Other situations for drinking more water to stay hydrated include:
You’re prone to certain health conditions such as kidney stones. Water helps flush stones through the system.
You’re sick with fever, vomiting or diarrhea. Your body loses additional fluids that need to be replenished.
You’re pregnant or breast-feeding.
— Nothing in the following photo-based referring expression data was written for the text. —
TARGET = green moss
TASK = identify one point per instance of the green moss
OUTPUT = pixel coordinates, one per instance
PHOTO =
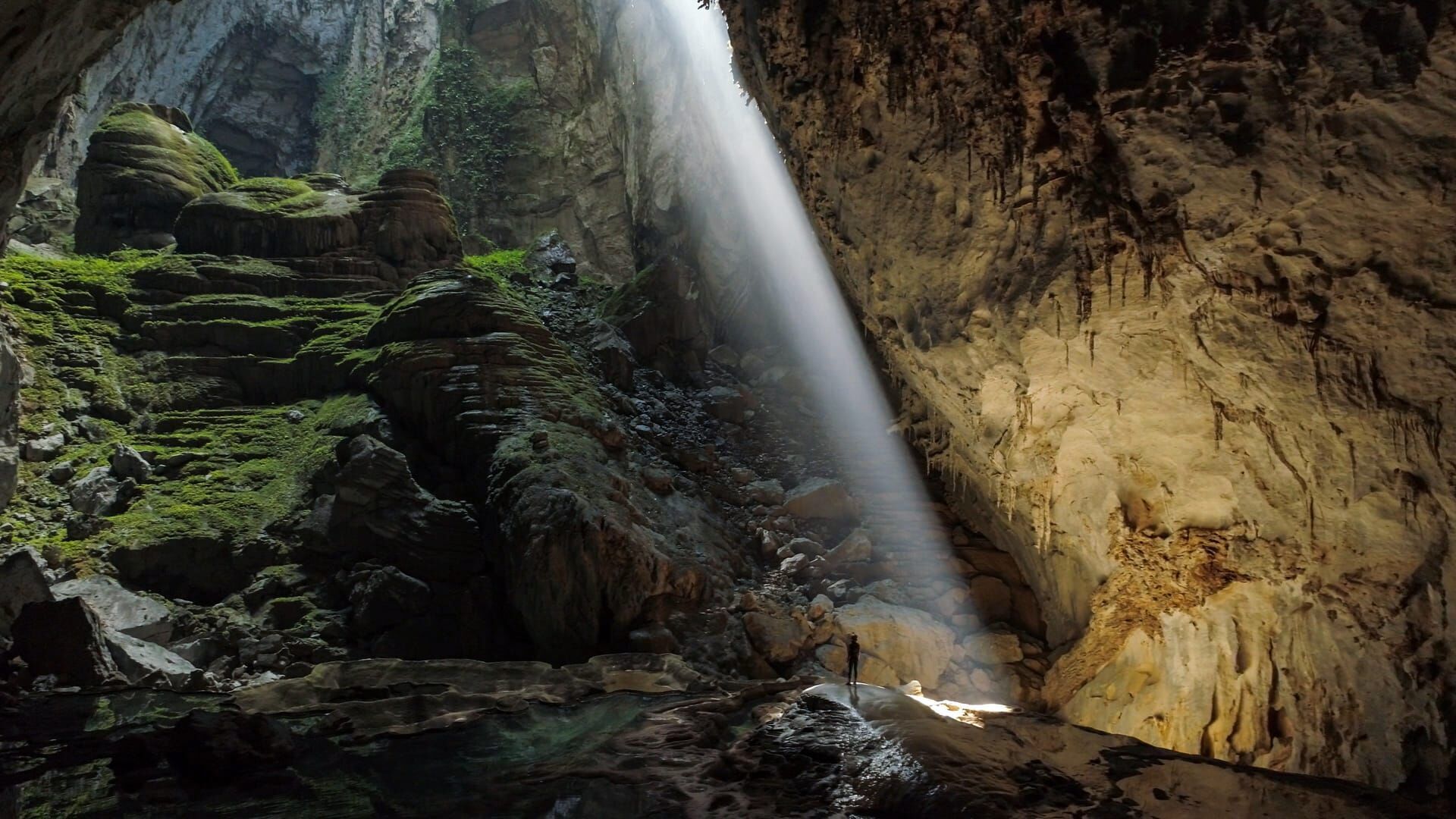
(500, 265)
(631, 297)
(283, 197)
(66, 312)
(253, 468)
(165, 150)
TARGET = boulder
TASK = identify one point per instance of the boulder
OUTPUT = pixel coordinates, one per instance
(120, 610)
(143, 167)
(767, 493)
(909, 642)
(820, 607)
(951, 602)
(654, 639)
(993, 648)
(42, 447)
(730, 404)
(150, 665)
(381, 510)
(615, 356)
(101, 493)
(22, 582)
(821, 499)
(661, 315)
(805, 547)
(778, 639)
(856, 547)
(549, 256)
(794, 563)
(127, 463)
(990, 598)
(400, 229)
(657, 480)
(726, 356)
(384, 598)
(64, 639)
(61, 472)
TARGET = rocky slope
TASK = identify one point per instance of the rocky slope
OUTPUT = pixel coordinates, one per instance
(1168, 293)
(316, 430)
(255, 76)
(628, 735)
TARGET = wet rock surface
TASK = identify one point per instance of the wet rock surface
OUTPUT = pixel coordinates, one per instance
(1138, 270)
(403, 226)
(143, 165)
(626, 735)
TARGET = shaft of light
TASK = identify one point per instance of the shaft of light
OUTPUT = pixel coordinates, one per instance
(752, 188)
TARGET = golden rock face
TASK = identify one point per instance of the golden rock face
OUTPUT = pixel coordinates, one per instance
(1171, 314)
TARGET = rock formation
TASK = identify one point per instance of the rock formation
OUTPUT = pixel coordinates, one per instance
(265, 82)
(403, 226)
(143, 165)
(1168, 293)
(47, 46)
(623, 736)
(1164, 290)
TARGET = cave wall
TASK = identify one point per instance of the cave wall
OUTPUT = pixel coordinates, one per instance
(46, 46)
(1169, 289)
(253, 76)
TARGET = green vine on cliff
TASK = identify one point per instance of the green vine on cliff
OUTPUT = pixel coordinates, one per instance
(468, 129)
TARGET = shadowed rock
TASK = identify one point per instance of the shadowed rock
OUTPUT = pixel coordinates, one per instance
(395, 231)
(64, 639)
(143, 167)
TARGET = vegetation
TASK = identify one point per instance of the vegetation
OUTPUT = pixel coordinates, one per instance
(284, 197)
(500, 265)
(231, 471)
(471, 127)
The Institute of Medicine recommends pregnant women drink nearly 10 cups of fluids a day, and breast-feeding mothers get 13 cups of fluids daily.
An intense workout is another reason to consume extra water.
Include that cold beer on a hot day, but beware: Alcohol is also a diuretic, and drinking too much may leave you feeling thirsty, not quenched.
For easy workouts, replenishing with plain water is fine.
But for intensive workouts – such as training for a marathon – consider a sports drink.
That’s because when you sweat, you use electrolytes, salts and minerals that conduct electrical impulses in the body.
Sports drinks are made to replace those losses.
In fact, a 2010 New Zealand study showed that sports drinks taste better the more unbalanced your electrolyte levels get.
“You would need very intense exercise that uses enough of your electrolytes [to] need a sports drink,” Rolls says. “If running a marathon, it doesn’t hurt.”
For those who don’t run marathons, sports drinks will do no harm, but water is still better, Rolls says.
Don’t get over-hydrated
Drinking more fluids than your body can handle decreases levels of sodium, which is key in maintaining blood pressure.
It may lead to a rare life-threatening condition called hyponatremia that often causes nausea, vomiting, confusion and loss of consciousness.
“Over-hydration can cause cramps, headaches, weakness – even epileptic seizures when sodium is excessively diluted,” says François Lette, M.D., a physician in Executive and International Medicine at Mayo Clinic’s Florida campus.
Fortunately, when we overconsume water our bodies have a built-in coping mechanism.
When blood sodium levels drop, “our thirst shuts off, we stop drinking and our kidneys turn on to excrete the excess water as urine,” Murray says.
Still, why do some people drink more water when they’re not thirsty?
It may be habit, Rolls says. “You can get conditioned to need it.”